Member of the West Virginia House of Delegates from the 30th district
- Incumbent
- Assumed office December 1, 2024
- Preceded by: David Adkins

Member of the West Virginia House of Delegates from the 22nd district
- In office January 12, 2013 – 2018
- Succeeded by: Joe Jeffries

Member of the West Virginia House of Delegates from the 19th district
- In office January 2005 – January 2011
- Preceded by: Bill Wright
- Succeeded by: Rupert Phillips

Personal details
- Born: January 13, 1967 (age 59) Xenia, Ohio, U.S.
- Party: Republican
- Alma mater: Marshall University

= Jeff Eldridge =

American politician (born 1967)

Jeffrey Allen Eldridge (born January 13, 1967) is an American politician and a Republican member of the West Virginia House of Delegates representing District 30 since 2024. He represented District 22 from January 12, 2013 to 2018 as a Democrat.
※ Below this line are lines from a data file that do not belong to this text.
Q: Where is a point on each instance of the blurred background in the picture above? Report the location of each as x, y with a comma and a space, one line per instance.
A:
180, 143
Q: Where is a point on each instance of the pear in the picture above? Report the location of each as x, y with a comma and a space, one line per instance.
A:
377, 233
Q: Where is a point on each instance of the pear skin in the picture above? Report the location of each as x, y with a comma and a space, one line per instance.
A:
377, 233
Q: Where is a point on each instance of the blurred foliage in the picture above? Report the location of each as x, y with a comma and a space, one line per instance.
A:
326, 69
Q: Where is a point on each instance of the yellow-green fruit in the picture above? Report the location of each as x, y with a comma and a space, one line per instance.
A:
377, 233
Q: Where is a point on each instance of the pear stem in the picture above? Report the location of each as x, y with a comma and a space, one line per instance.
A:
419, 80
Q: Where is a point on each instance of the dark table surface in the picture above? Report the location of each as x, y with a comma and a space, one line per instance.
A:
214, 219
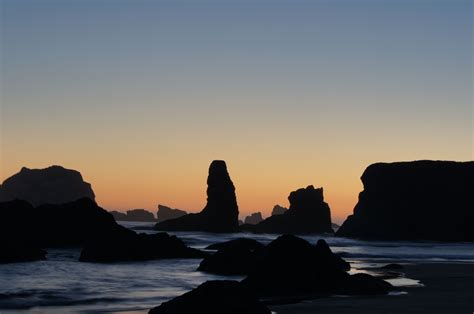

Eldridge served non-consecutively from January 2005 until January 2011 in the District 19 seat.

==Education==
Eldridge earned his BA in education and other degrees from Marshall University.

==Elections==
- 2012 Redistricted to District 22 alongside Democratic incumbent Representative Josh Stowers, Eldridge ran in the six-way May 8, 2012, Democratic primary and placed second with 2,348 votes (29.3%), and placed second in the four-way two-position November 6, 2012, general election with 5,262 votes (26.3%), behind Representative Stowers and ahead of Republican nominees Michel Moffatt and Gary Johngrass.
- 2002 Initially in District 19, Eldridge ran in the seven-way 2002 Democratic primary but lost; the four frontrunners won the eight-way four-position November 5, 2002, general election.
- 2004 Eldridge placed in the ten-way 2004 Democratic primary ahead of incumbent representative Bill Wright; Eldridge and the other three incumbent won the eight-way four-position November 2, 2004, general election.
- 2006 Eldridge placed in the twelve-way 2006 Democratic primary; the four frontrunners won the seven-way four-position November 7, 2006, general election.
- 2008 Eldridge ran in the twelve-way May 13, 2008, Democratic primary, placing fourth with 5,194 votes (10.2%); they were unopposed in the four-position November 4, 2008, general election, where Eldridge placed third with 13,511 votes (23.5%).
- 2010 Eldridge challenged Senate District 7 appointed Democratic senator Ron Stollings in the May 11, 2010, Democratic primary, but lost to Senator Stollings, who was unopposed for the November 2, 2010, general election and was elected to the remainder of the term.